L'eau est un grand repos, une main tendue sous le corps. On n'a plus à se garder du sol, à le tenir à distance, à se souvenir des muscles et tenir la colonne ; on n'a plus à veiller. L'eau ressemble au sommeil... Marie Darrieusecq, Le Mal de mer.
Je
ne sais pas celle qui dort dans les remous Alex Abouladzé, L'Espace vide.
Je sais qu'un jour, ou peut-être une nuit, de lassitude trop profonde ou de mauvaise estimation du déchaînement ambiant, je sentirai son souffle plus proche encore, son haleine aux senteurs de vieille boued courant sur mon visage. Je sais que je ne ferai rien pour lui résister lorsque, minaudante et dodelinante de toutes ses formes farouches, elle viendra coller ses lèvres aux miennes pour me donner l'ultime baiser salé. Alain Jégou, Ikaria L0686070.
J'ai
vu tous les chemins venir autour de nous Alex Abouladzé, L'Espace vide.
...Au
loin, la caresse d'une dernière vague, haussant plus haut l'offrande de
son mors... La mort navigue dans la mort et n'a souci de vif. Saint John Perse, Amers.
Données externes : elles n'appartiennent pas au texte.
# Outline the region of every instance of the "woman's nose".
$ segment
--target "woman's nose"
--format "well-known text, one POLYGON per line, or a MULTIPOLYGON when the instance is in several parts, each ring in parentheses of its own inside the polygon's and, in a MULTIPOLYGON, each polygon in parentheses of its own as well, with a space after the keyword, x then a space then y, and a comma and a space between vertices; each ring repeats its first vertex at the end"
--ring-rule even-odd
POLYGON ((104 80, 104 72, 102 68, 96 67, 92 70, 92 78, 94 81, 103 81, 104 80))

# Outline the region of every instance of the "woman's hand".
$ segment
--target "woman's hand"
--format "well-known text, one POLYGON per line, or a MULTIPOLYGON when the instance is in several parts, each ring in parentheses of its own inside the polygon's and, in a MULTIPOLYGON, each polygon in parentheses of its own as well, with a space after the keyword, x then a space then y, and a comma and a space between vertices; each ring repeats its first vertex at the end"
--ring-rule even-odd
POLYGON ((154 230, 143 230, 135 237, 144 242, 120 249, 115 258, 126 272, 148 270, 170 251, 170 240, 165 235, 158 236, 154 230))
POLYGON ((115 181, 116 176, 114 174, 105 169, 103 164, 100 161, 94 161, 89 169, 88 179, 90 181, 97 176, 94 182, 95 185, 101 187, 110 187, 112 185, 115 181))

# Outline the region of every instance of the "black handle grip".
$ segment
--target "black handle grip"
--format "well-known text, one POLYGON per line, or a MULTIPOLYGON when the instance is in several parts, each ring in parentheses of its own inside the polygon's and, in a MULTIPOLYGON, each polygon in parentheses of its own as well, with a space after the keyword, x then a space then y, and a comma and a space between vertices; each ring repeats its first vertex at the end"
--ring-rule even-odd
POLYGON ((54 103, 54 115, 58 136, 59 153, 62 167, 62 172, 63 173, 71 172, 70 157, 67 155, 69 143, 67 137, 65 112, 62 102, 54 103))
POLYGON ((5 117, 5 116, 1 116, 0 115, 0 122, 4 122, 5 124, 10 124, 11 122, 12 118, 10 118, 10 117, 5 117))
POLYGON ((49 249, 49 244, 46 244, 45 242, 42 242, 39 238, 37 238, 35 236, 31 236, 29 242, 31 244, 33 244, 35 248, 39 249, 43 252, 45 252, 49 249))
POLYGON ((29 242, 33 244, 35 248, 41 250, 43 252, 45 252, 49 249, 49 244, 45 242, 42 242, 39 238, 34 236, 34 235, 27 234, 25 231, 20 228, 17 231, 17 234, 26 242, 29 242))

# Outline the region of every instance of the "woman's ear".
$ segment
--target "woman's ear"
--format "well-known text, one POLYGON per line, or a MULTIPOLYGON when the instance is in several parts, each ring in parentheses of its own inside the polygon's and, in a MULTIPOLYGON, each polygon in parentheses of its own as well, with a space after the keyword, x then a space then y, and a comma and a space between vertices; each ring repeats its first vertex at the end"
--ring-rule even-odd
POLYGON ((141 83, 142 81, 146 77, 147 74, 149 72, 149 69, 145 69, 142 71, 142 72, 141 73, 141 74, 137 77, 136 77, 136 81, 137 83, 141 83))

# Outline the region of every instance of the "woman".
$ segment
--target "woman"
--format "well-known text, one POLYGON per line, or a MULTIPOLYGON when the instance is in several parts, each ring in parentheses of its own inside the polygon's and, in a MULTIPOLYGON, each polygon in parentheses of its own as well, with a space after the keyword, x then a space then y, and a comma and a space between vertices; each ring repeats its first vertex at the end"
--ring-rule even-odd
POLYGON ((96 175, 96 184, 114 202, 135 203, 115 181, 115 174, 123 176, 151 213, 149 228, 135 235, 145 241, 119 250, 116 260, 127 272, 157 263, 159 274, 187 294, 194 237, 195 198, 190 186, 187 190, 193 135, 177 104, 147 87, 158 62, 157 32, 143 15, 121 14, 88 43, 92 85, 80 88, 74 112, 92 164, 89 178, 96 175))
C'était pourtant la mer, la mer bleue et splendide, la mer que j'aimais tant, dont je n'avais jamais craint qu'elle fut un jour mon tombeau, puisque ce seraient alors mes grandes noces solennelles avec la femme de tous les caprices et de toutes les colères, la brûlante, la souriante, la berceuse, la toute-belle ! B. Traven, Le Vaisseau des morts.
Il
ne revint jamais. Pierre Loti, Pêcheurs d'Islande.
Tous les marins ont un noyé dans le coeur. Un des leurs dont ils n'ont jamais oublié et n'oublieront jamais les regards, les rires et plaisanteries, les humeurs et attitudes, les silences et les dires. Alain Jégou, Ikaria L0686070.
Je
témoignerai. Béatrice Douvres
Dire la mer. Parce que c'est tout ce qu'il nous reste. Parce que devant elle, nous sans croix ni vieil homme ni magie, il nous faut bien avoir une arme, quelque chose, pour ne pas mourir dans le silence et c'est tout. Alessandro Baricco, Océan-Mer.
Et la lettre finie, elle la jetait à la mer -- non pour s'en débarrasser, mais parce que cela devait être ainsi -- et peut-être à la façon des navigateurs en perdition qui livrent aux flots leur dernier message dans une bouteille désespérée. Jules Supervielle, L'enfant de la haute mer.